Mushy
Mushy

Reputation: 2655

trouble reading binary data

The reader and writer

#include<string>
#include<fstream>
#include<memory>

class BinarySearchFile{

     BinarySearchFile::BinarySearchFile(std::string file_name){

     // concatenate extension to fileName
     file_name += ".dat";

     // form complete table data filename
     data_file_name = file_name;

     // create or reopen table data file for reading and writing
     binary_search_file.open(data_file_name, std::ios::binary);  // create file

     if(!binary_search_file.is_open()){

          binary_search_file.clear();
          binary_search_file.open(data_file_name, std::ios::out | std::ios::binary);
          binary_search_file.close();
          binary_search_file.open(data_file_name), std::ios::out | std::ios::in | std::ios::binary | std::ios::ate;
     }

    std::fstream binary_search_file;

    void BinarySearchFile::writeT(std::string attribute){

        if(binary_search_file){
            binary_search_file.write(reinterpret_cast<char *>(&attribute), attribute.length() * 2);
        }
    }

    std::string BinarySearchFile::readT(long filePointerLocation, long sizeOfData) 
    {
        if(binary_search_file){
           std::string data;
           data.resize(sizeOfData);
           binary_search_file.seekp(filePointerLocation);
           binary_search_file.seekg(filePointerLocation);
           binary_search_file.read(&data[0], sizeOfData);
           return data; 
    }
};

The reader call

while (true){
    std::unique_ptr<BinarySearchFile> data_file(new BinarySearchFile("classroom.dat"));

    std::string attribute_value = data_file->read_data(0, 20);

}

The writer call

    data_file->write_data("packard   ");

The writer writes a total of 50 bytes

"packard   101       500  "

The reader is to read the first 20 bytes and the result is "X packard X" where X represents some malformed bytes of data.
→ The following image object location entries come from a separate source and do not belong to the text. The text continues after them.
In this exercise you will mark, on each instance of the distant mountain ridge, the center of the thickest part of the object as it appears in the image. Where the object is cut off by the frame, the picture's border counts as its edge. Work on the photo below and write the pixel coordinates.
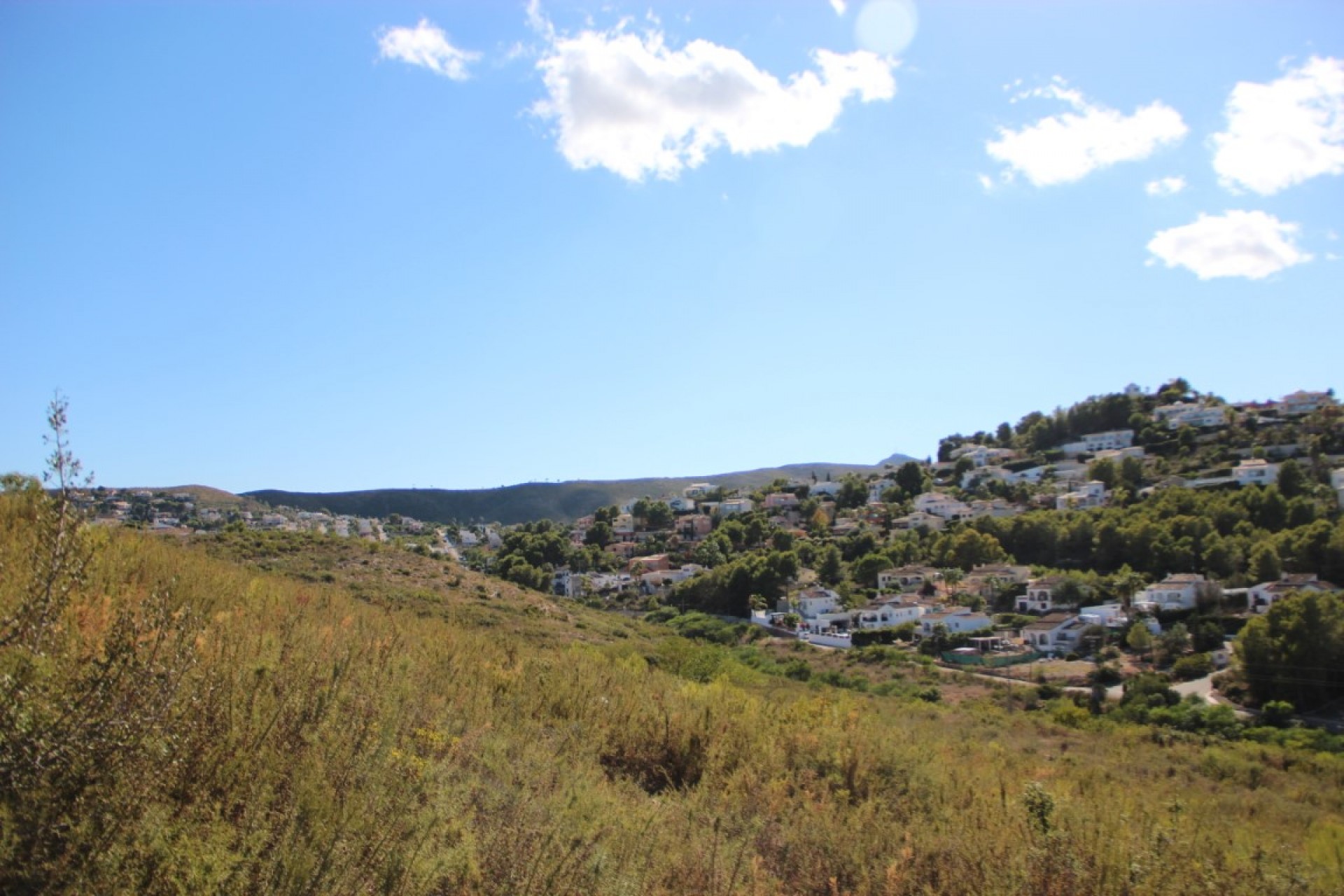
(561, 501)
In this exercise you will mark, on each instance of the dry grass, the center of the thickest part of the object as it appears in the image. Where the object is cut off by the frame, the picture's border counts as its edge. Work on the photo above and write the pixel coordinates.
(397, 731)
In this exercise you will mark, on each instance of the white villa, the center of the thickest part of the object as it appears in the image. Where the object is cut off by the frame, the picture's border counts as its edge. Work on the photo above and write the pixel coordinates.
(1262, 597)
(958, 621)
(1180, 592)
(1256, 472)
(1093, 442)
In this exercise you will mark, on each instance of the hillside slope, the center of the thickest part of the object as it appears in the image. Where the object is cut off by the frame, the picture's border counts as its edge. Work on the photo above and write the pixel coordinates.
(286, 713)
(561, 501)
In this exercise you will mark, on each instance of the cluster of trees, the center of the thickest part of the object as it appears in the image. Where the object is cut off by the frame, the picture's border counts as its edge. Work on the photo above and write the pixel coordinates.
(531, 552)
(1294, 653)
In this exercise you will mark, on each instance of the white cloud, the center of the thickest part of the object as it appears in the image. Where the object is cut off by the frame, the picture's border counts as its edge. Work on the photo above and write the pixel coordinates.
(1069, 147)
(1285, 132)
(1164, 186)
(1237, 244)
(426, 46)
(635, 106)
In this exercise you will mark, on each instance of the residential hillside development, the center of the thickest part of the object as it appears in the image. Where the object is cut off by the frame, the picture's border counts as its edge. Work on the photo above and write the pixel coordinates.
(1147, 514)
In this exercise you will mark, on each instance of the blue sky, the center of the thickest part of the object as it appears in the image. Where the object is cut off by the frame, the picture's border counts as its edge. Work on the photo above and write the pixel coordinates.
(463, 245)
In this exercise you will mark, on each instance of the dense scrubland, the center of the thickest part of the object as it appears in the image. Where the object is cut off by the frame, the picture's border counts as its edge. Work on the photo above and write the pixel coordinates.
(308, 716)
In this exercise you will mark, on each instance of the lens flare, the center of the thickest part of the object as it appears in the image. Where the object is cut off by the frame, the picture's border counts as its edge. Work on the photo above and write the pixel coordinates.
(886, 27)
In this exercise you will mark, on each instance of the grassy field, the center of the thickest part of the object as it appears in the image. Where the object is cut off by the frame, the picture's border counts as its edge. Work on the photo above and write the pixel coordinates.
(302, 715)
Why is the data read back in x-number of bytes corrupt?

Upvotes: 0

Views: 155

Answers (2)

alexrider
alexrider

Reputation: 4463

binary_search_file.write(reinterpret_cast<char *>(&attribute), attribute.length() * 2);
It is incorrect to cast std::string to char* if you need char* you must use attribute.c_str().
std::string apart from string pointer contains other data members, for example, allocator, your code will write all of that data to file. Also I don't see any reason to multiply string length by 2. +1 makes sense if you want to output terminating zero.

Upvotes: 0

James Kanze
James Kanze

Reputation: 154047

You can't simply write data out by casting it's address to a char* and hoping to get anything useful. You have to define the binary format you want to use, and implement it. In the case of std::string, this may mean outputing the length in some format, then the actual data. Or in the case where fixed length fields are needed, forcing the string (or a copy of the string) to that length using std::string::resize, then outputting that, using std::string::data() to get your char const*.

Reading will, of course, be similar. You'll read the data into a std::vector<char> (or for fixed length fields, a char[]), and parse it.